It is far from current news that Tasmania’s Western Rivers are in a desperate plight through insensitive mining activities … but with the Lib/Labs’ desperate vision for more mining jobs in the state the process of environmental responsibility and accountability seems to be rapidly deteriorating.
Take the Shree Minerals operation for example. If any future mining exploration and development licenses are based on what eventuated at the Nelson River site ( TT here and here ) then it seems likely that all is required to get new mine into operation in Tasmania these days it is merely a process of rubber-stamping.
Currently there is no insurance that Shree Minerals, or our duped and gullible governments, will ever address the rock-acid issue on site, and subsequently rehabilitate that mine. Furthermore the amount of rock-acid that Shree produced at Nelson River was significantly more than they claimed in the environment assessments. Was this proponent deception, or government ignorance?
In some cases in western Tasmania significant mine-site remediation has been undertaken. Prior to Grange Resources takeover of the Savage River Mine, the company (along with taxpayers) invested $ millions into the construction of their tailing ponds to prevent siltation spilling into the middle reaches of the Savage River.
Despite this remediation there is no explanation as to why there continues to be accidental releases of mineral pollution into the river, and once again there has been no public disclosure, or any response by the EPA.
It is obvious that requirements and conditions for approving future mining applications it still far from being acceptable.
What is Rock Acid?
History attests that company responsibility towards the environmental restoration process of past mines is all smoke and mirrors. In some cases when a Tasmania mine is transferred to another company the onus of rehabilitating these mining activities is waived by the government, which simply means – ‘it’s someone else’s problem’.
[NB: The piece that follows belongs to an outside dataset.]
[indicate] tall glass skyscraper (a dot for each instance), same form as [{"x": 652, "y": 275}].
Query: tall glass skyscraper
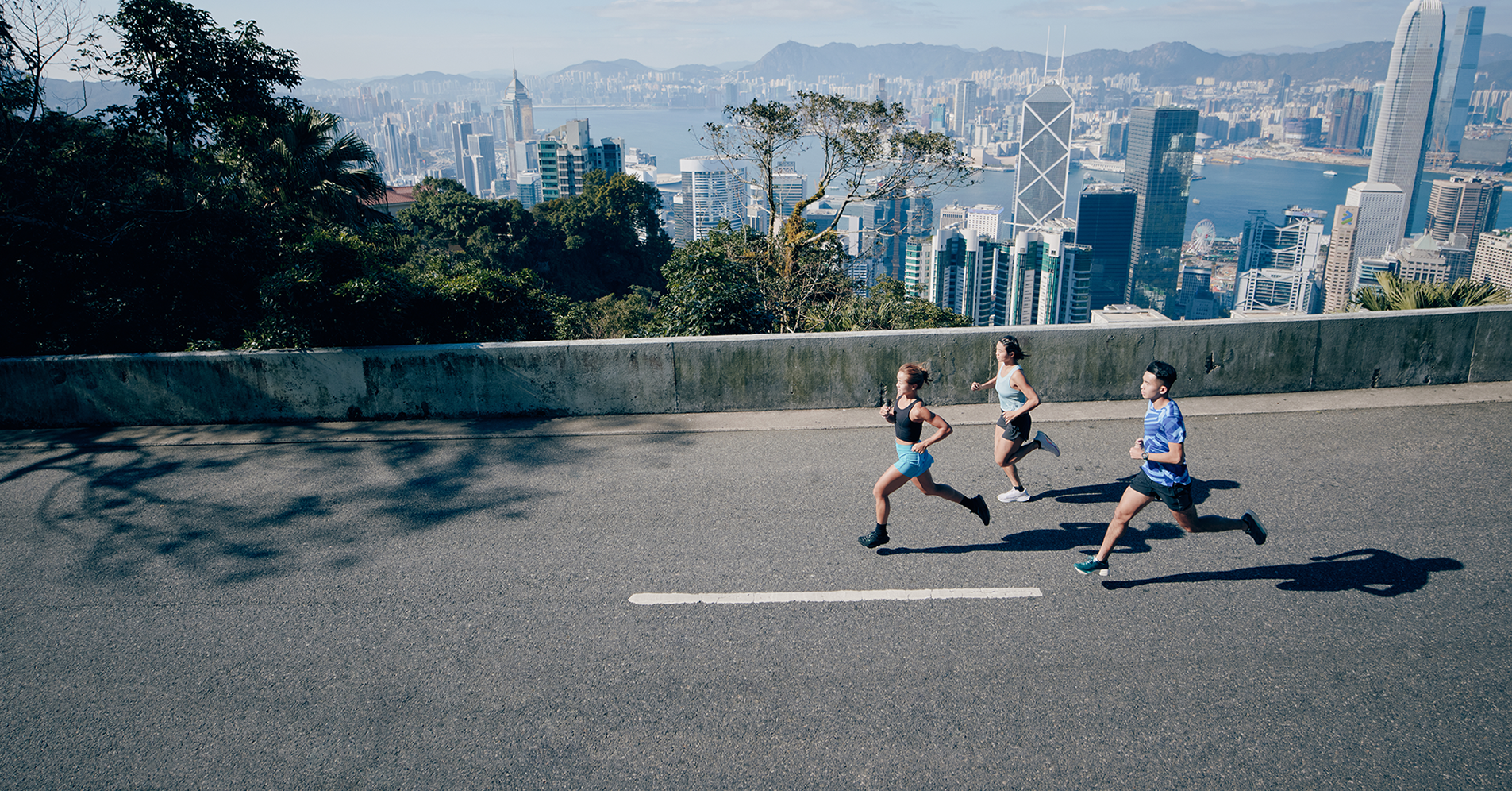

Consequently as a result of the sluicing of heavy mineral silt and related rock acid into rivers, notable mines such as Mt Lyell and Savage River have seen the associated downstream rivers to become ecologically dead for possibly centuries.
Although the control of rock-acid techniques in modern mining have improved considerably, essentially any water catchment below a present or past mine location in Western Tasmania’s is likely to be significantly polluted to a degree of concern.
Acid mine drainage results from the oxidation of sulphide-bearing rocks (e.g. rocks with the common sulphide minerals pyrite, and pyrrhotite). This is recognised as one of the major sources of heavy metal pollution in waterways near mining sites in Tasmania.
The disturbance and exposure of acid sulphate soils by earth-moving practices and fluctuations in groundwater levels can result in the oxidation of pyrite, which in turn produces sulphuric acid.
Acid water and heavy metal pollution, caused by the disturbance of acid sulphate soils, is a major environmental issue in Tasmania, and surveys have identified parts of northwest Tasmania as a hot-spot for potential river pollution.
Above are a few graphic examples of mining contamination to our western waterways.
• Joan Emberg in Comments: Being a ‘Queenie girl’, I am horrified … it is even worse than I remember as a kid. it’s proof of the rapaciousness of the mining industry and the trash and dump mentality of so many. My dad used to talk about the pristine wilderness before sulphur from Mt Lyell devastated the environs. Heart breaking!
• Nicole Anderson in Comments: Thank you again Ted. This serves to contrast starkly the talk up of mining in the Tarkine by the state government spin. These are pictures that they would prefer the public not see, much less the commentary. A sad reality and warning for the future if Venture and others continue to thwart the lax regulations over environmental management.